Sequoia, a serious flaw that allows you to control Linux

Sequoia, the new threat affecting Linux

This serious security breach has been registered as CVE-2021-33909. It has been discovered by a group of cybersecurity researchers from Qualys. The flaw affects the file system and would give an attacker root access. It affects distributions like Ubuntu, Debian and Fedora.

However, there are many distributions that can be affected. This includes servers of all kinds that are based on Linux. Researchers believe that Sequoia affects all versions of the Linux kernel since 2014. Specifically, it is a size_t-to-int conversion vulnerability in the file system.

This is a major problem, since beyond affecting a large number of distributions, any user without privileges can gain root access and have full control. The ruling affects the filesystem layer kernel.

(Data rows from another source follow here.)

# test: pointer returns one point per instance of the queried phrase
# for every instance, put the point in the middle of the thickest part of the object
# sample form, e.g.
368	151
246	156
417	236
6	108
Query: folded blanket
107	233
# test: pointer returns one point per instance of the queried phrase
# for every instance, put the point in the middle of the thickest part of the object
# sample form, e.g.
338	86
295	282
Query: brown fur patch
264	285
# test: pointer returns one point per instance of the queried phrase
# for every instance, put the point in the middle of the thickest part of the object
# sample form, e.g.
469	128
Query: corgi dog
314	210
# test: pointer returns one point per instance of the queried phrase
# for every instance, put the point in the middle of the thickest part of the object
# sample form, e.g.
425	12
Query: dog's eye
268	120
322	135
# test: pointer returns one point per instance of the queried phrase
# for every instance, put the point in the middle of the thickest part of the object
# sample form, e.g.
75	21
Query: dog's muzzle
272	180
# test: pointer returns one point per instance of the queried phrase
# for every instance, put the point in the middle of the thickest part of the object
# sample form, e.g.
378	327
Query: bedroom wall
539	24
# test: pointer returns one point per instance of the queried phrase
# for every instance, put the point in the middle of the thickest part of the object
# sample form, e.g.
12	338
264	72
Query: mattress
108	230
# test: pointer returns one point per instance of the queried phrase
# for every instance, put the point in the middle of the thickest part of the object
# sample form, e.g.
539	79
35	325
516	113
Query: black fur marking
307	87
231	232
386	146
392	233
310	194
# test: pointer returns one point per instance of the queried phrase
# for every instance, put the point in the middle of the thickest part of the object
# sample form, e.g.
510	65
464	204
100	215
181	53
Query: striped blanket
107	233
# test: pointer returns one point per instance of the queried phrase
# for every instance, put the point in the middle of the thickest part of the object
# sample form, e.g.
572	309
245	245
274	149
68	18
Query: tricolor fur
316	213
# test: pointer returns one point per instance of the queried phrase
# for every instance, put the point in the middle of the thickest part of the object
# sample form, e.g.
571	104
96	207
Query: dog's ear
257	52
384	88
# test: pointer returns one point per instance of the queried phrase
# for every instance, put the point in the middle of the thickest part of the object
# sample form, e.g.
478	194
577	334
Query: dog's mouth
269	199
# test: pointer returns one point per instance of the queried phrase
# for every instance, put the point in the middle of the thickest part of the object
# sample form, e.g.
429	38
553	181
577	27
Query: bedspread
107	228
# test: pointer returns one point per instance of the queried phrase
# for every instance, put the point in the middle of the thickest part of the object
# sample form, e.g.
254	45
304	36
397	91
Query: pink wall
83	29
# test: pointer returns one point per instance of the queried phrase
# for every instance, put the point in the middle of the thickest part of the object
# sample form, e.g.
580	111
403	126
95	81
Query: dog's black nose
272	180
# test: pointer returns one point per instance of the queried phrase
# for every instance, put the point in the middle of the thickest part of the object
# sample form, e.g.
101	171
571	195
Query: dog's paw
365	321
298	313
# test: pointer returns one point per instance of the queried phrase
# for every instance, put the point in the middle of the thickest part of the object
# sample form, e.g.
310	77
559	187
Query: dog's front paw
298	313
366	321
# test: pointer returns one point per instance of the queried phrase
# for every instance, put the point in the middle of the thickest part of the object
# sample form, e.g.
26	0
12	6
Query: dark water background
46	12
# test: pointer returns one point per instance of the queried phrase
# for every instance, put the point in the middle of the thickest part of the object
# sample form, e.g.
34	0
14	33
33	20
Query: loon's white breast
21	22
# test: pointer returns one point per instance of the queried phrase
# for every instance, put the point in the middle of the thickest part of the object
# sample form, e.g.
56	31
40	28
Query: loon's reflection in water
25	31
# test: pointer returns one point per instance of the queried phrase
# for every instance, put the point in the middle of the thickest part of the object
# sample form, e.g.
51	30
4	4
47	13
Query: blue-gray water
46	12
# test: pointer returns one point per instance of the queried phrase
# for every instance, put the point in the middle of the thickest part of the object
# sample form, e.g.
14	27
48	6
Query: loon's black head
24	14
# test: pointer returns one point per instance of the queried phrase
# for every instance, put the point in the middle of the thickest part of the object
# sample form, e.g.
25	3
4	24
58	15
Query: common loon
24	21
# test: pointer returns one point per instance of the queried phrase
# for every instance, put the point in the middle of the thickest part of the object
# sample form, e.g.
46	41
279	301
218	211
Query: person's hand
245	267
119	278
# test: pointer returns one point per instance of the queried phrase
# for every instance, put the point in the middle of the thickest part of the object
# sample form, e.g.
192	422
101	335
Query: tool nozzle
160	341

According to the security researchers, what an unprivileged local attacker does is create, mount and delete a deep directory structure whose total path length exceeds 1 GB and later opens and reads roc / self / mountinfo could write outside of memory limits.

This is what would give you access to being able to corrupt data, crash the system or even execute malicious code without authorization. Ultimately you are going to become the root user and have control of that system. They report all the technical details on their official website.

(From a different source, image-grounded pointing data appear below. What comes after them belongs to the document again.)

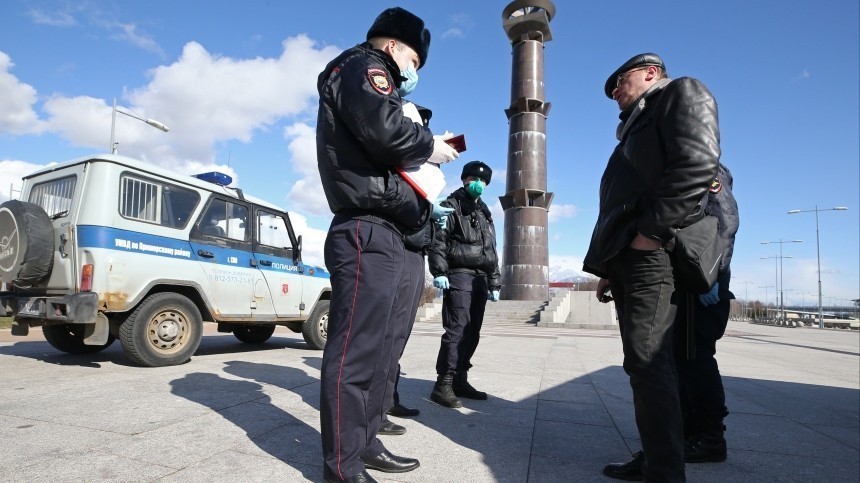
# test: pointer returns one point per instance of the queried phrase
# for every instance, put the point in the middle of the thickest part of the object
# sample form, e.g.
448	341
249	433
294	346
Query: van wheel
69	338
253	334
315	329
164	330
26	243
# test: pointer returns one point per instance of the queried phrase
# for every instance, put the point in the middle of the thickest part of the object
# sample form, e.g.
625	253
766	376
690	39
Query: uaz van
107	247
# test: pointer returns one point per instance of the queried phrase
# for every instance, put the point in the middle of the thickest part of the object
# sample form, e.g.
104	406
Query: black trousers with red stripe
412	284
366	262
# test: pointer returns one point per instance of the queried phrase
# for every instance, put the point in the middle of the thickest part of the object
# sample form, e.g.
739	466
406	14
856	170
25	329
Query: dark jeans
703	399
462	316
366	262
643	285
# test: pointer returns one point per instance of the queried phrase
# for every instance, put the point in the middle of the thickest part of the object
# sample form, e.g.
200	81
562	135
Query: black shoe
702	450
388	428
388	463
401	411
630	471
443	393
462	388
362	477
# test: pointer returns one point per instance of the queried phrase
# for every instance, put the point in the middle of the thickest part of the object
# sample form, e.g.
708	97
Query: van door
221	240
273	250
58	193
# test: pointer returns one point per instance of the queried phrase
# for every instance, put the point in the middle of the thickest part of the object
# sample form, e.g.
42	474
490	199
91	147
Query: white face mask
409	73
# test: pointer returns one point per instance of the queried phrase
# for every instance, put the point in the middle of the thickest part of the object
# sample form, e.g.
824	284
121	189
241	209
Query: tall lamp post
818	253
765	287
151	122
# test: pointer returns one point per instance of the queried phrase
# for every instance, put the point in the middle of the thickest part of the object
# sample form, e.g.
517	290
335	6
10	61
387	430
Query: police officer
465	265
362	137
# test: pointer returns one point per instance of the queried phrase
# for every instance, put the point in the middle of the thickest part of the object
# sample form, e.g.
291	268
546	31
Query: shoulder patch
379	80
716	186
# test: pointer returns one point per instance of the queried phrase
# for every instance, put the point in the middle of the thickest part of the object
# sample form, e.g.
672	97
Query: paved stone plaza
560	409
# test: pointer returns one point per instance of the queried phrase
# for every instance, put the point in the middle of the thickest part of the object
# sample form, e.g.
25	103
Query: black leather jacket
468	241
362	136
657	178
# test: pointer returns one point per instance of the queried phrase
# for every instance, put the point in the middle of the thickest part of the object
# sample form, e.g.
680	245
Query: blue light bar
215	177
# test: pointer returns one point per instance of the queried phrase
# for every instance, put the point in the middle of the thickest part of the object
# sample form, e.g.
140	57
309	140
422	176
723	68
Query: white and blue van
107	247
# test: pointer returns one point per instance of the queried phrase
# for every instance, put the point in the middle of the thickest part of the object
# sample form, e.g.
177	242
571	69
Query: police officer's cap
478	170
640	60
404	26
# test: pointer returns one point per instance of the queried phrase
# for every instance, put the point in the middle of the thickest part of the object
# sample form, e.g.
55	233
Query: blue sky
235	82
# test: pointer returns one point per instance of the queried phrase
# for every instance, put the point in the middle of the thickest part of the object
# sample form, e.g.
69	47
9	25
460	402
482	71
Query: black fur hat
404	26
478	170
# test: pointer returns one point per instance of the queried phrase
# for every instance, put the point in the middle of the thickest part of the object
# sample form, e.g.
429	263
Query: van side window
272	230
156	202
55	196
225	220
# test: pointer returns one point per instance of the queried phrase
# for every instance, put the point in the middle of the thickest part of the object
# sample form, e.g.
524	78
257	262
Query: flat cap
635	61
404	26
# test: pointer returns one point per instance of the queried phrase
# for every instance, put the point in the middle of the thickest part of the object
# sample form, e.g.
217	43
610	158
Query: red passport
457	142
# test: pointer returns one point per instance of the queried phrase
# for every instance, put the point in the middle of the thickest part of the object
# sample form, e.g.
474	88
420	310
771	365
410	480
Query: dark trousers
366	262
643	285
462	316
412	285
703	399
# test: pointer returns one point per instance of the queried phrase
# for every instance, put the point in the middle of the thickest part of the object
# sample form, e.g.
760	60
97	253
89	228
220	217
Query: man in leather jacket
654	183
465	264
362	138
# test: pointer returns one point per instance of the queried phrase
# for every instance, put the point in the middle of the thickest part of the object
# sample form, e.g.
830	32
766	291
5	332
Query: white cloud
12	171
16	104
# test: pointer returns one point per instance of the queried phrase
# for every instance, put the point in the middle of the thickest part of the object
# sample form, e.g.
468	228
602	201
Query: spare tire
26	243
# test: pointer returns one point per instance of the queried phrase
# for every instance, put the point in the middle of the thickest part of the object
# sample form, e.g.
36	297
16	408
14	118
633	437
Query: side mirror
297	253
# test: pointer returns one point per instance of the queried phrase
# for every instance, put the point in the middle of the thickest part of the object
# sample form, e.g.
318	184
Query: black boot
462	388
633	470
443	393
707	447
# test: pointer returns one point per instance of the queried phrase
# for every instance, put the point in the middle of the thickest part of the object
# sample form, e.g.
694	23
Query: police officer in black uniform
465	265
362	137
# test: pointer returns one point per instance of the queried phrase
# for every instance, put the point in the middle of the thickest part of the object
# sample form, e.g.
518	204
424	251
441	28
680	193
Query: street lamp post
151	122
818	253
781	287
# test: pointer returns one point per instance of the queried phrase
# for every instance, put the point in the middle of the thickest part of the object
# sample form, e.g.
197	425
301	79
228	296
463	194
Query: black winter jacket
468	241
362	136
657	178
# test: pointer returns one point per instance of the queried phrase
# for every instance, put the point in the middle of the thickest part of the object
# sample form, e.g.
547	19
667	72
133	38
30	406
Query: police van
107	247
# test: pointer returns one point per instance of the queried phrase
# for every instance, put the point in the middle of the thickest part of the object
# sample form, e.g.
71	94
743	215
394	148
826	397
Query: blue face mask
475	188
407	86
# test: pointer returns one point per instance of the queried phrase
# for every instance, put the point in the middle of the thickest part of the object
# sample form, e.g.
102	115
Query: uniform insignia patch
379	80
716	186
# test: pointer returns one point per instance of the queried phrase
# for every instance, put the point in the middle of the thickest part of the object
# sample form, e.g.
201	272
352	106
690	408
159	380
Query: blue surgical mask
407	86
475	188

Testing on different distributions

From Qualys, the group of researchers who discovered this vulnerability have been able to test how it works and achieve root privileges in different default installations such as Ubuntu 20.04, Ubuntu 20.10, Ubuntu 21.04, Debian 11 or Fedora 34 Workstation. They have launched a proof of concept that we can see on their website.

Luckily we already have a solution to this problem. What’s more, it is convenient to update immediately and thus be able to correct this serious failure. It affects the kernel between versions 3.16 to 5.13.X, prior to 5.13.4. Therefore, it is important that we update our Linux system as soon as possible to kernel 5.13.4, which has just been released to correct the Sequoia problem.

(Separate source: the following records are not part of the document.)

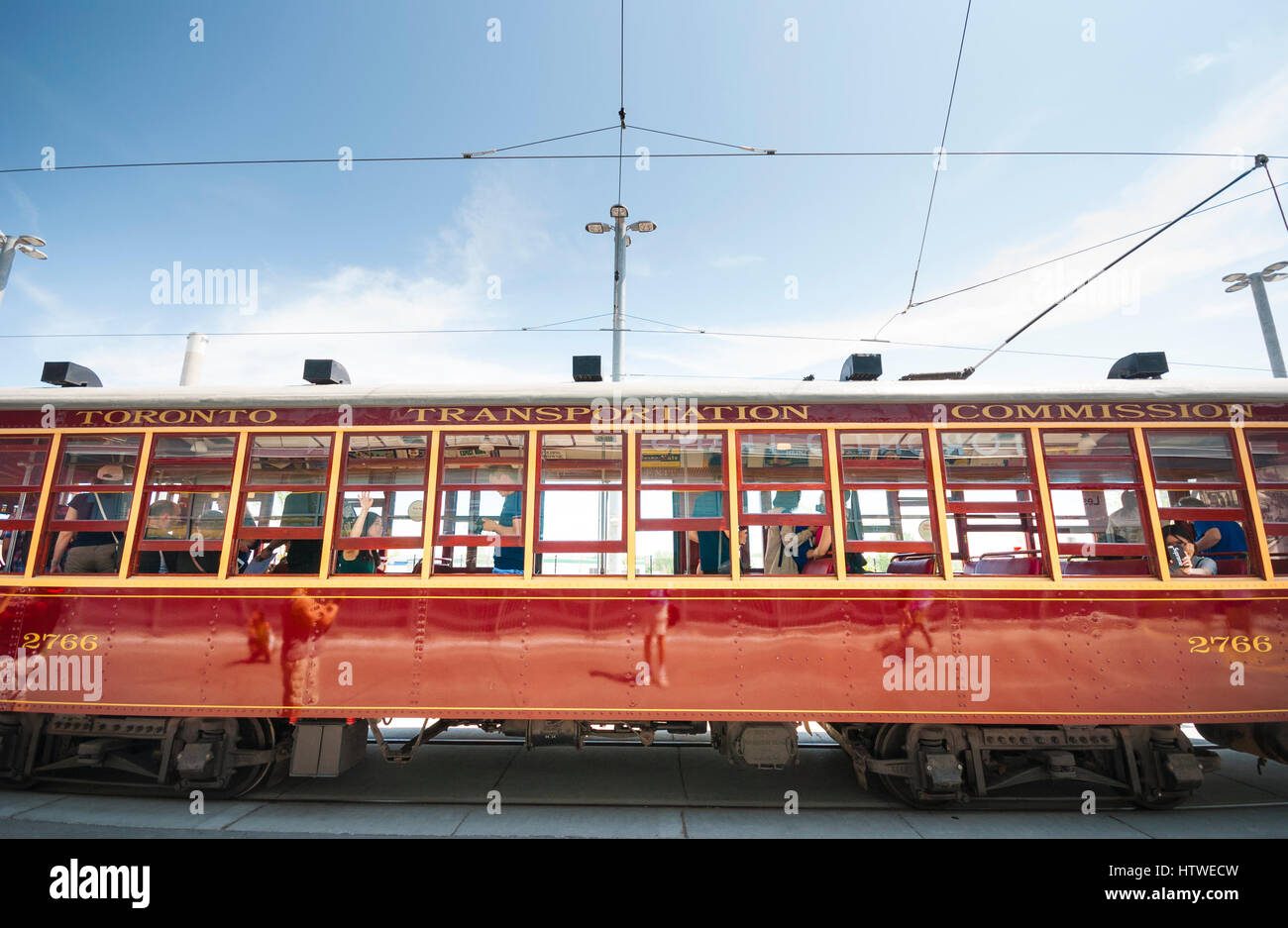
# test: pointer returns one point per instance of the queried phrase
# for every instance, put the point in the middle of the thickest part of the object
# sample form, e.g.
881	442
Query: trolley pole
618	286
1267	326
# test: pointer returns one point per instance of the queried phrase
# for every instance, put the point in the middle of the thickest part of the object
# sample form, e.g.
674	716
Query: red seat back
1132	567
914	564
1020	566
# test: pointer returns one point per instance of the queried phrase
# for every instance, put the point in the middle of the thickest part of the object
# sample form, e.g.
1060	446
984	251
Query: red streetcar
971	589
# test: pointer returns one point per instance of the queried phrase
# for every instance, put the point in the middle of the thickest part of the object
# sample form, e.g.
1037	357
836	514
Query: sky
772	248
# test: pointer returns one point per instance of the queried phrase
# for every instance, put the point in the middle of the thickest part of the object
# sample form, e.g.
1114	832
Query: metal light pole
27	245
619	241
1267	322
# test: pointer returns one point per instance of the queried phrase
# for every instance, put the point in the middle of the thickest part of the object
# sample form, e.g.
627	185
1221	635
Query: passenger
205	554
162	516
1181	559
506	559
93	553
366	525
784	545
1125	525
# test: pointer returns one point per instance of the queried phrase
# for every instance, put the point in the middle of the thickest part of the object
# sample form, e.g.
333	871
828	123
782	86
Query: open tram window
1269	452
381	507
481	503
890	521
784	485
1198	482
993	512
283	503
22	468
185	492
1094	479
683	519
90	503
581	495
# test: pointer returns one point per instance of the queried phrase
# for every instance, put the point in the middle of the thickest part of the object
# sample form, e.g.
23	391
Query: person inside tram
1183	559
1218	537
366	524
204	555
507	559
93	553
1125	525
162	516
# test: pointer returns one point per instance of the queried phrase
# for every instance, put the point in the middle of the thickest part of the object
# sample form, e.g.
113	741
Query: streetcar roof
657	390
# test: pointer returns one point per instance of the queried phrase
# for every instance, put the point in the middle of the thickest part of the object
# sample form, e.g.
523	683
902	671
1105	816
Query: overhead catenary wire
237	162
969	370
934	181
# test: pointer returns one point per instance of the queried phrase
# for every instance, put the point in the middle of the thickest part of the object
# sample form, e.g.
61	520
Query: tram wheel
256	734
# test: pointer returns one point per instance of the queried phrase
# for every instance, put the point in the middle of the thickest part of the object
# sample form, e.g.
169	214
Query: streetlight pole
1256	280
621	241
27	245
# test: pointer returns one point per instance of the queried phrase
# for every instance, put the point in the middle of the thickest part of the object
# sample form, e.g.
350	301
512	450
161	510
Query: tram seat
1132	567
912	564
1019	566
1232	567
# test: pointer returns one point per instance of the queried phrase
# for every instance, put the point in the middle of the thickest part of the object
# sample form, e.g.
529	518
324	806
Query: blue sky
413	245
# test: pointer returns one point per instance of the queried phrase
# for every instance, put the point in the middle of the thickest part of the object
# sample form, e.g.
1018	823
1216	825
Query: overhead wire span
969	370
934	181
237	162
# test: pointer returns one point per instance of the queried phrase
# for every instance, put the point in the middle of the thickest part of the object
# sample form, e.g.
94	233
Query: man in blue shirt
506	559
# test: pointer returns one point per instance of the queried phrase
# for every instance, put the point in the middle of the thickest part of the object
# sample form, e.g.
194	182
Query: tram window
1269	452
1197	480
785	503
682	523
90	503
1095	501
22	468
889	514
381	505
481	503
580	505
993	512
283	503
185	493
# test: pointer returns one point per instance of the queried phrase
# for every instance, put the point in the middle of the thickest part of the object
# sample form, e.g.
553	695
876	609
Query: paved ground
675	789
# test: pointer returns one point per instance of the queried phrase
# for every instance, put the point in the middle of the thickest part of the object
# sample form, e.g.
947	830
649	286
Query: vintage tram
974	589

From RedesZone we always recommend keeping the equipment updated with the latest version available. The case of Sequoia and how they could put our unpatched Linux systems at risk is but one example. There are many threats on the network that take advantage of uncorrected flaws. We must always update the firmware of the router and network card, but also at the operating system level, whether we use any of these versions of vulnerable Linux or any other that may be affected by a different security problem.